Quedan 33 días

Valeriano Torres tiene treinta y tres años. Todos los días sale de su casa de la calle Alondra con la sonrisa que lleva puesta desde que era un crío. Todos en el barrio lo conocen. Y lo aprecian por la cercania del trato especialmente desde que tuvo que dejar de trabajar por un accidente laboral. Fue semanas después de recuperar sus dos piernas para caminar sólo cuando decidió realizar cada día su recorrido mañanero. Nunca dio explicaciones. Y salvo esto siguiendo siendo el mismo de siempre.

Desde la calle Alondra por Candelilla a Federico Mayo, luego Marqués de Pickman hasta el cruce de Arzopispo Salcedo donde tuerce a la izquierda. En Alfonso XI busca la bodeguita de su amigo para tomarse el cafe y si le invitan los paisanos, una copita de anis.

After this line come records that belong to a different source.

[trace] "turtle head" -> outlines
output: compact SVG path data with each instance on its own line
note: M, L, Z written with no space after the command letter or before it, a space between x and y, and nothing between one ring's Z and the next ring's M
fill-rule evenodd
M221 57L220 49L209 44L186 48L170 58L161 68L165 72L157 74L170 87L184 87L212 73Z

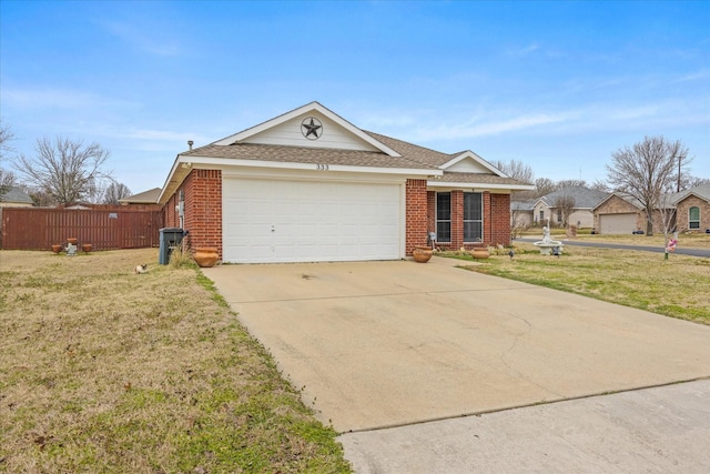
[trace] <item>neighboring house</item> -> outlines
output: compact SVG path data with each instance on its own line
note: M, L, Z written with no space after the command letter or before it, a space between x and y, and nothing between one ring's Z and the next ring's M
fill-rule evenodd
M662 232L663 216L679 232L706 232L710 229L710 184L700 184L680 193L663 195L663 204L653 211L653 231ZM615 192L595 208L596 229L602 234L646 232L646 210L629 194Z
M158 202L193 248L239 263L397 260L510 242L510 192L471 151L367 132L312 102L180 153Z
M676 194L673 203L679 231L710 231L710 183Z
M131 205L131 204L155 204L158 202L158 198L160 198L160 188L153 188L152 190L143 191L138 194L129 195L128 198L123 198L119 200L121 205Z
M519 201L511 204L517 210L520 220L529 225L545 225L549 219L552 225L562 225L565 210L558 203L560 199L574 200L571 212L567 216L567 223L578 228L589 229L595 226L595 206L609 194L585 186L568 186L545 194L536 201Z
M32 204L32 198L18 186L10 186L8 192L0 195L0 208L31 208Z
M613 192L594 209L595 229L600 234L630 234L646 230L646 211L636 198Z

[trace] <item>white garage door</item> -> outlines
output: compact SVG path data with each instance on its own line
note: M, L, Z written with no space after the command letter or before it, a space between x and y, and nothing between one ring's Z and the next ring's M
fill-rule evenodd
M602 234L630 234L636 230L636 214L601 214Z
M224 178L223 260L399 259L402 200L399 184Z

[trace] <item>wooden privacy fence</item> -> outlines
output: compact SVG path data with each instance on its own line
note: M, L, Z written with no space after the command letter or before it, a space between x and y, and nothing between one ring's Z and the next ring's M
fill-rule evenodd
M4 208L2 249L47 250L52 244L65 245L69 238L90 243L94 250L158 246L164 215L155 208Z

Lo que sorprendió a algunos curiosos del barrio que le siguieron en perdidas ocasiones en que el aburrimiento puede más que las ganas de trabajar es que en la calle Arzobispo Salcedo se detuvira cada decenas de metros, mirara como si buscara algo en el interior de los patios de las casas o en las paredes colindantes y abandonadas de algunos solares. En un momento parecía como si hablase o pensase en voz alta y golpeaba tres veces el bastón que usaba como apoyo. Y volvía a caminar lentamente hasta el siguiente instante misterioso en que repetía la operación.

Tal y como os lo cuento me lo contaron. Y recorrí, en su momento, la calle buscándo el secreto de Valeriano que también a mi me hizo pararme a pensar. Y ahí está para quien lo sepa ver.